By that point, she had done various jobs, including working for more than 16 years in the education and events department of London’s Natural History Museum.

“I completed a number of arts-based Open University courses, including an English language course which included an element of linguistics but, much to my surprise, a module about how children acquire speech interested and inspired me the most.” she said.

“The course included a short introduction to phonetics, which I hadn’t even heard of until then, and it revealed to me the fascinating complexity that underlies the skills of speech and language which we take for granted every day.

“After a two-day taster course about speech and language therapy as a career, my path was set. I graduated from a four-year BSc honours degree at City University in London, which had a particular emphasis on clinical practice, in 2006 when I was 44.

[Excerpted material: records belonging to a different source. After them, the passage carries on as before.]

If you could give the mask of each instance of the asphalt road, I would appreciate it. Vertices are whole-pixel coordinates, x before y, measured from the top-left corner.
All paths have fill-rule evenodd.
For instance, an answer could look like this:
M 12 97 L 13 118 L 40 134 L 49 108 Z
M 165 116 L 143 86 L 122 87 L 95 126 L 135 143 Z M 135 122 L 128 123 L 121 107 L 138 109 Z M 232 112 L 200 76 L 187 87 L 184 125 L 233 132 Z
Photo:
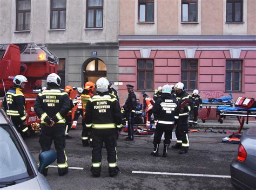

“I wanted to work with people who have learning disabilities, which is something of a specialist area in speech and language therapy, and that’s what I’ve been doing for the past 10 years in Suffolk, first based in Walker Close in Ipswich and now Hospital Road, Bury St Edmunds.

“I support adults from the age of 18 upwards all over west Suffolk but very little of my work is done in clinic because for a person with a learning disability the setting they are in has such a significant effect on their ability to communicate. Seeing my clients in a clinic setting would not give a true picture of their needs. Therefore, I go out to assess a service user and to observe them in their work placements, or with their families or in their supported living home settings.

“The aim of my involvement is to help service users achieve their maximum potential for communication. This often involves designing person-specific systems, which may include pictures and symbols, signing, using an electronic communication aid or app, to help them communicate more effectively.

“There can be misunderstanding about speech and language therapy. Sometimes, people think it’s about teaching the service user to talk properly or to use more socially acceptable behaviours but someone with a learning disability can’t just be ‘fixed’. It is far more likely that I will be aiming to fix the misconception about the person’s communication skills and teaching those people supporting service users how to communicate appropriately with them and how to offer meaningful opportunities for the person to express themselves and make their own choices and decisions.

“My role also involves supporting colleagues in partner agencies so that people with learning disabilities can access the same health and care services as anyone else – improving health and wellbeing and reducing health inequalities.”